A/N: Thank you, Mark Wells. :)
"Look, kid, I'm not so sure this is a good idea."
Henry watched Emma's grip on the steering wheel tighten. "It'll be fine, Mom. I know she's mad at you, but I think I can help her."
"It's a little more than 'mad,' " she muttered as the car slowed to a stop in front of Regina's house. "Any trouble, you give me a call, okay?"
"Okay. Love you, Mom."
"I love you too, Henry." She mussed his hair and watched with her lips pressed together as he climbed out of the car with his backpack. He waved at her through the windshield and made his way up the walkway of his other mom's house. As he reached the door, he looked over his shoulder to see Emma still watching him.
For a second he wondered if he should knock, but then he remembered that he was her son, too, and reached for the key she kept hidden in a plant next to the front door. Her door was never unlocked, at least nowadays.
He pushed the key into the doorknob, turned to wave one more time at Emma, and walked inside. His Mom didn't greet him like he assumed she would. In fact, everything was very quiet, apart from a low murmuring of voices in the sitting room.

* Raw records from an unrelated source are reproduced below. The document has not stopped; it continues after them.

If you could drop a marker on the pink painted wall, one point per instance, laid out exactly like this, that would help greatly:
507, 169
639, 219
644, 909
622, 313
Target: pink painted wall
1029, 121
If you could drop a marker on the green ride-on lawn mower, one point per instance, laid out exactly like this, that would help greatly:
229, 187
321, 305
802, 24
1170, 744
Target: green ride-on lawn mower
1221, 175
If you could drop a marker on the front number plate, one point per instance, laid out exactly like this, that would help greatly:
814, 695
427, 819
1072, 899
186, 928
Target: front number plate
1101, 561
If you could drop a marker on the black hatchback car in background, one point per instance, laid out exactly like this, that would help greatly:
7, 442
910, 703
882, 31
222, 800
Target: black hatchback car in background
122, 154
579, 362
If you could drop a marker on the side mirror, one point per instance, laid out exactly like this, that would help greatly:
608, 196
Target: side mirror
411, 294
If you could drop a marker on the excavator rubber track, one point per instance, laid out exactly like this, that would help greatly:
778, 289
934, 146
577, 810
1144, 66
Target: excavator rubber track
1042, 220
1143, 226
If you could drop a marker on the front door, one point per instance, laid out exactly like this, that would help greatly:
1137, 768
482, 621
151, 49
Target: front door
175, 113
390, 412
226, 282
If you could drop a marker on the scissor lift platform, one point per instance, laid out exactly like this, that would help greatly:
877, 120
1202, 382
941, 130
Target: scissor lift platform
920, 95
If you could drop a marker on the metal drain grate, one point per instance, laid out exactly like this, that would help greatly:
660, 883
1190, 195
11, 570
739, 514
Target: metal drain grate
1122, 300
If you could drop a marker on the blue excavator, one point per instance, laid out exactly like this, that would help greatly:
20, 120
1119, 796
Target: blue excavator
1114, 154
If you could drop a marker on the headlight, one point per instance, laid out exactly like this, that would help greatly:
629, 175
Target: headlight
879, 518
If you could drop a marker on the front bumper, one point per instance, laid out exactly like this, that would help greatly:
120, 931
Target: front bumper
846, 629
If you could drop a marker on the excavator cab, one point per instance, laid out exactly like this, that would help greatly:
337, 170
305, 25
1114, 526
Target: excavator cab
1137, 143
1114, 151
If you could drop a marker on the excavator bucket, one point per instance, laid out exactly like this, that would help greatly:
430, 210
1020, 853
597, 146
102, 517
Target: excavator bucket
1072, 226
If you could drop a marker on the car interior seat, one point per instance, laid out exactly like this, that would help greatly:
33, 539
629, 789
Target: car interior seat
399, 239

Henry edged toward the voices behind a closed door, tiptoeing on the wooden floor. Of course he trusted his Mom now, even though she was really mad at his other Mom, but he was very curious, and he knew that adults had a nasty habit of stopping their important conversations when children were within earshot.
"…can be anything?" That was Mom.
"Anything within the laws of magic." This voice, however, was unfamiliar; deep, silky, and male. Henry pictured a thin, mustachioed man with dark hair and bushy eyebrows.
"I'm assuming the laws are the same in Agrabah as they are here?"
Agrabah? Henry wondered. Like…Aladdin? But that wasn't in the book.
"I cannot kill anyone-"
"A pity."
Henry's blood ran cold. Her voice was dry with sarcasm, but she could be serious. Did she really want to kill Emma?
"-make anyone fall in love-"
"Even more of a pity."
Robin Hood.
"-bring back the dead, or change the past."
"Ha! That's already been done enough for my liking."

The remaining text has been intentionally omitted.